In comparison with patterns of MCP-1 expression induced by focal cerebral ischemia in adult brain, overall trends in the temporal pattern of hypoxia-ischemia–induced MCP-1 expression in the immature brain were similar. Wang et al. (1995) used tissue homogenate assays to measure MCP-1 mRNA content in the brain after permanent or temporary middle cerebral artery occlusion; after permanent occlusion, the onset of stimulation of MCP-1 mRNA expression was at 6 hours, the peak was at 24 hours, and there was minimal residual 5 days later; after temporary arterial occlusion, the onset was at 3 hours after reperfusion, and increased expression persisted for 2 days. These investigators did not evaluate cellular sources or measure protein content. Kim et al. (1995) found that focal cerebral ischemia induced MCP-1 mRNA expression from 6 to 48 hours after the insult, and that MCP-1 immunoreactivity was localized to the ischemic area, peaking at 48 hours in endothelial and macrophage-like cells. Whether the differences observed in the timing and cellular localization of the MCP-1 response predominantly reflect maturational-stage differences, or differences in the pathophysiology of cerebral ischemic injury among the models is uncertain. Whether neuronal MCP-1 expression is a response invariably restricted to the developing brain remains to be determined.

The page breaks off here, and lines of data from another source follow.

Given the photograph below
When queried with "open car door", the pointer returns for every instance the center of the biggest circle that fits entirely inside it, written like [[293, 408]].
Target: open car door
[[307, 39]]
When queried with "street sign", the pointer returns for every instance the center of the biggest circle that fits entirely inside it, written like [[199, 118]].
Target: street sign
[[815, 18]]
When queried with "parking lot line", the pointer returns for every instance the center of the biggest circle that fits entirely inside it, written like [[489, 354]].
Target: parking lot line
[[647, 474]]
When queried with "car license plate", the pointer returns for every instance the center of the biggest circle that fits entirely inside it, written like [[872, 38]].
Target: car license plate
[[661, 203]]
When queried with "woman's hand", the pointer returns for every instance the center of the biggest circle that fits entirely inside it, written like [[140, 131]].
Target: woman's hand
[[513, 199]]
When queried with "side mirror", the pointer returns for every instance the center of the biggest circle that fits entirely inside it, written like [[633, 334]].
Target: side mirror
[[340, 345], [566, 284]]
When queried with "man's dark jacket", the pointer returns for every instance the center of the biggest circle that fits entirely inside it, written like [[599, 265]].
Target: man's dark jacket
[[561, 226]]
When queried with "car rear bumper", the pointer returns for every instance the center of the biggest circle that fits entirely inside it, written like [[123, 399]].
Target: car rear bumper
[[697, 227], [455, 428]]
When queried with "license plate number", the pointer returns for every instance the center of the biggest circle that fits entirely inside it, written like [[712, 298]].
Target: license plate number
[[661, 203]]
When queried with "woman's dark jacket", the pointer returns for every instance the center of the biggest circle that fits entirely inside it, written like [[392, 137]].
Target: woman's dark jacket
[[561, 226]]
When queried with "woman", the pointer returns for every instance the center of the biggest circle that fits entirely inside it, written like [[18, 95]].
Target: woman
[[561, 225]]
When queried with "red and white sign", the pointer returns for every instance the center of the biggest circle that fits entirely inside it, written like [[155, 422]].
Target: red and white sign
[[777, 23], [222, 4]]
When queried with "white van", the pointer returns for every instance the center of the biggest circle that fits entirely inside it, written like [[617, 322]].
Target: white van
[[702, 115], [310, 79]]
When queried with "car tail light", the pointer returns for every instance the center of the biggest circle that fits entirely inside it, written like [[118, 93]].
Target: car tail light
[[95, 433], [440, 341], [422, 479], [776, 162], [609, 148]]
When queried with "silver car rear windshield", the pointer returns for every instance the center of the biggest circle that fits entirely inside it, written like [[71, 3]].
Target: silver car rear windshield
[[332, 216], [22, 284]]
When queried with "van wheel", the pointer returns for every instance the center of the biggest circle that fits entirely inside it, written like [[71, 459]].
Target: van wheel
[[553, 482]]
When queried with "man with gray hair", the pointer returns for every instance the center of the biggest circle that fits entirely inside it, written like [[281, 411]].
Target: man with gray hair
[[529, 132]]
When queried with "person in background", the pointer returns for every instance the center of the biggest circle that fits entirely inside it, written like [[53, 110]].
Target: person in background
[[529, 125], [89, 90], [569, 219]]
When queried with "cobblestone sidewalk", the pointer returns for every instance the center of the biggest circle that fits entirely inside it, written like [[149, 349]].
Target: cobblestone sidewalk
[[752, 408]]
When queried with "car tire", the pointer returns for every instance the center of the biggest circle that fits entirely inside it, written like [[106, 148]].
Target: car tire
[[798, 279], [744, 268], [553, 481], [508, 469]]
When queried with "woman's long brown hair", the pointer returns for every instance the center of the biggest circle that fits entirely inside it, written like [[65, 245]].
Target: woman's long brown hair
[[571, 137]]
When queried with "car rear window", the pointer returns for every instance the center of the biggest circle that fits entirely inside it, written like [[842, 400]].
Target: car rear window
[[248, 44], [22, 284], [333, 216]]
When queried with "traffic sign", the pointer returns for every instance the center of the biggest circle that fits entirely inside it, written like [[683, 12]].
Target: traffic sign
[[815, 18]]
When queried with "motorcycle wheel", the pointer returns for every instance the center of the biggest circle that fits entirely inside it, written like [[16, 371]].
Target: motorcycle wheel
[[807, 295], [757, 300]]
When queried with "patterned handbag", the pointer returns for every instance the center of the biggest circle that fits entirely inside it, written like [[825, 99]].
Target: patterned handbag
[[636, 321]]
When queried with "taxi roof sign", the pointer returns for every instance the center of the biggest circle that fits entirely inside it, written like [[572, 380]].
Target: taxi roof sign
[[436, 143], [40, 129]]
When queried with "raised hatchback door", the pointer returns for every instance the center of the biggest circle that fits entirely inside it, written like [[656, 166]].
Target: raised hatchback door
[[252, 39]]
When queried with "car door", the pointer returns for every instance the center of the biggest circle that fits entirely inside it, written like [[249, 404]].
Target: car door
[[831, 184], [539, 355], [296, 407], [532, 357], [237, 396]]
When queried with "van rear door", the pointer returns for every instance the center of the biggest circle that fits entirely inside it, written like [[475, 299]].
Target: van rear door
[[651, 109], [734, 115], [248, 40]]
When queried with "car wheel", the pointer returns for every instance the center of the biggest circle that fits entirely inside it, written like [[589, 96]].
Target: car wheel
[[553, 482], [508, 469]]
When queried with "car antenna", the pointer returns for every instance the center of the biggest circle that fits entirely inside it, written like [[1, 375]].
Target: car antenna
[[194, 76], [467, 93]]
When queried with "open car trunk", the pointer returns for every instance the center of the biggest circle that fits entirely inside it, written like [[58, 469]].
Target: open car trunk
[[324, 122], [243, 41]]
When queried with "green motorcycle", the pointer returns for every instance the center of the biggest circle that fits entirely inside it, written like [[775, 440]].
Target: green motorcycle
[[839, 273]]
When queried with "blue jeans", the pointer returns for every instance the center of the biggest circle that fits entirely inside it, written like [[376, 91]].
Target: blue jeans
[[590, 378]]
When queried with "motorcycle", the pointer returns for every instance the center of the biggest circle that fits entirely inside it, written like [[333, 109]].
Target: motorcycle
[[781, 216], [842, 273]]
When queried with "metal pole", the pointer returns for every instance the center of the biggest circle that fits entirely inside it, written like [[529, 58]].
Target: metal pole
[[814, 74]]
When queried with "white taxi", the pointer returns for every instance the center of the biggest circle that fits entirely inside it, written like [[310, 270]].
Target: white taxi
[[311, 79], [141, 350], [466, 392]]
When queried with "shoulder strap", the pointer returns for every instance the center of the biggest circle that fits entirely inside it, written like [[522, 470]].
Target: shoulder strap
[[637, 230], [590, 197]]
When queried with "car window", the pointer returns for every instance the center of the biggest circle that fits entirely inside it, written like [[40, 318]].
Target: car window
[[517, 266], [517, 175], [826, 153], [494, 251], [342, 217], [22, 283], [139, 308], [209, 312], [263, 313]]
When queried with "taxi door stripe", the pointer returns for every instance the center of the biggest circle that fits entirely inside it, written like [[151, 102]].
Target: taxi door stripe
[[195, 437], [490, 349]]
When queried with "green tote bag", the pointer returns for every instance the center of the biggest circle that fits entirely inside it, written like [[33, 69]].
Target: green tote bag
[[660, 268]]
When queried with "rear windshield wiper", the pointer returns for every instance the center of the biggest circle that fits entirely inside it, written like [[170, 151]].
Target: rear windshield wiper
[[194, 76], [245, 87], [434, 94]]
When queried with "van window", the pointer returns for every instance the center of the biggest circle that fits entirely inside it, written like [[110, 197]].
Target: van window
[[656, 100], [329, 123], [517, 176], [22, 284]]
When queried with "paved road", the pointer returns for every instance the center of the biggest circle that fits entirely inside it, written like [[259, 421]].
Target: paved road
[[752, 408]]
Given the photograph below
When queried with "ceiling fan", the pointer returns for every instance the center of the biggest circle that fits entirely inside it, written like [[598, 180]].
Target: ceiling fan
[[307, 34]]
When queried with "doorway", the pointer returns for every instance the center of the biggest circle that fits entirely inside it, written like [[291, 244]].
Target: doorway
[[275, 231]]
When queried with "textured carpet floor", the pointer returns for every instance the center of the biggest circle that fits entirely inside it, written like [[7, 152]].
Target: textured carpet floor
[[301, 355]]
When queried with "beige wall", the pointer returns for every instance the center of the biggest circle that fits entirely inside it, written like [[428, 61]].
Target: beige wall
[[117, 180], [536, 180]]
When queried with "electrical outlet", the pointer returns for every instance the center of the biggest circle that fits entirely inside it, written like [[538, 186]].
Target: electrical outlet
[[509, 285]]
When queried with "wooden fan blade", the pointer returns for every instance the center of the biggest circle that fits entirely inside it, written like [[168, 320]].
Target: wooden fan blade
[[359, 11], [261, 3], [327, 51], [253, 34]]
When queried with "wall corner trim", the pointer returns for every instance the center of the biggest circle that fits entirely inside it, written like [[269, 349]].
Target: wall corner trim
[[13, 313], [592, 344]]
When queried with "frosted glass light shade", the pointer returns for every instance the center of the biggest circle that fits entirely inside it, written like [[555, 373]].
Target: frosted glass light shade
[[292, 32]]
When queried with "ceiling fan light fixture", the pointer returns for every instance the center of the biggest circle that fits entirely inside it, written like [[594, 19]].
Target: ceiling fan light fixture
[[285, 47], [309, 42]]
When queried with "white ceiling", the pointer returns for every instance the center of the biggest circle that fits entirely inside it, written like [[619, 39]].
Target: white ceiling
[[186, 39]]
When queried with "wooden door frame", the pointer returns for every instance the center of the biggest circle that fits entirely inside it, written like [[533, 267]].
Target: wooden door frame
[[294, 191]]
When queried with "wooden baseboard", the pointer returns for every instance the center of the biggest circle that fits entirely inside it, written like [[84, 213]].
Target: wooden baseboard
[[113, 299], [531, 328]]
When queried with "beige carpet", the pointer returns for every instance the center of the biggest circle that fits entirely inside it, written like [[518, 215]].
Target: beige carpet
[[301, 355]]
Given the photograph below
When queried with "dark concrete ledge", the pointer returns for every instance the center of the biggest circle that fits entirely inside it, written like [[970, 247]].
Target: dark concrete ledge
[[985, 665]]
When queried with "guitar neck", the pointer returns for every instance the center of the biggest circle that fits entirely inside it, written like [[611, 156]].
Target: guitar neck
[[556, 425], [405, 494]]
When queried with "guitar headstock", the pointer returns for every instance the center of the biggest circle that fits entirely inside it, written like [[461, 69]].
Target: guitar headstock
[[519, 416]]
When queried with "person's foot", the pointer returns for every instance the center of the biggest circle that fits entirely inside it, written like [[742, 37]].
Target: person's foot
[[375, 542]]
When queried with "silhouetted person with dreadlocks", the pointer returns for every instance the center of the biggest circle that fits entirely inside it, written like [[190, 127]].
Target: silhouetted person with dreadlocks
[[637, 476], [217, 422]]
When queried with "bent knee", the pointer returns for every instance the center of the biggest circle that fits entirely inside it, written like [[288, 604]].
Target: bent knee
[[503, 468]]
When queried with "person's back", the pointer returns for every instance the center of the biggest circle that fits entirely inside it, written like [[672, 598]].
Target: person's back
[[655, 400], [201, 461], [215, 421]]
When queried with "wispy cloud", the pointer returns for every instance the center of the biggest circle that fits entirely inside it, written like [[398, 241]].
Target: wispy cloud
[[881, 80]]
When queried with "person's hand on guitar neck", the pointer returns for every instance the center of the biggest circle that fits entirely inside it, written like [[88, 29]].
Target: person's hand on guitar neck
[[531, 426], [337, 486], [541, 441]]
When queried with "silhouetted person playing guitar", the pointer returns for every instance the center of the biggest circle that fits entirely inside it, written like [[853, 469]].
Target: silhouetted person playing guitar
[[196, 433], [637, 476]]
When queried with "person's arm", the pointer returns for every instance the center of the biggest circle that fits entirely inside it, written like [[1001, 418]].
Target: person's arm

The molecular signals that induce MCP-1 expression in brain are unknown. Monocyte chemoattractant protein-1 was initially characterized as an early response gene (“JE”; Cochran et al., 1983). Although regulatory mechanisms have not been directly evaluated in the brain, in other systems expression of MCP-1 is not coordinately regulated with c-fos or c-myc expression (Hall and Stiles, 1987). Interleukin-1β is a potent inducer of MCP-1 in other tissues (Sica et al., 1990). In this stroke model, there are rapid transient increases Interleukin-1β gene expression, peaking at 4 hours after hypoxia-ischemia (Szaflarski et al., 1995). Whether Interleukin-1β is a major inducer of MCP-1 expression in the brain is an important unanswered question.
Our findings complement a rapidly growing body of evidence that proinflammatory mediators contribute to the progression of hypoxic-ischemic injury in the neonatal brain. Martin et al. (1994) reported that systemic treatment with Interleukin-1β receptor antagonist conferred substantial (>50%) neuroprotection from hypoxic-ischemic injury in this model. Of potential clinical relevance is the fact that delay of the onset of treatment up to 1 hours after hypoxia was still effective. Similarly, post-hypoxia-ischemia treatment with the platelet activating factor antagonist BN52021 conferred substantial neuroprotection in this model (Liu et al., 1996). Whether pharmacological antagonism of MCP-1 could represent an effective strategy for limiting the progression of acute brain injury remains to be determined.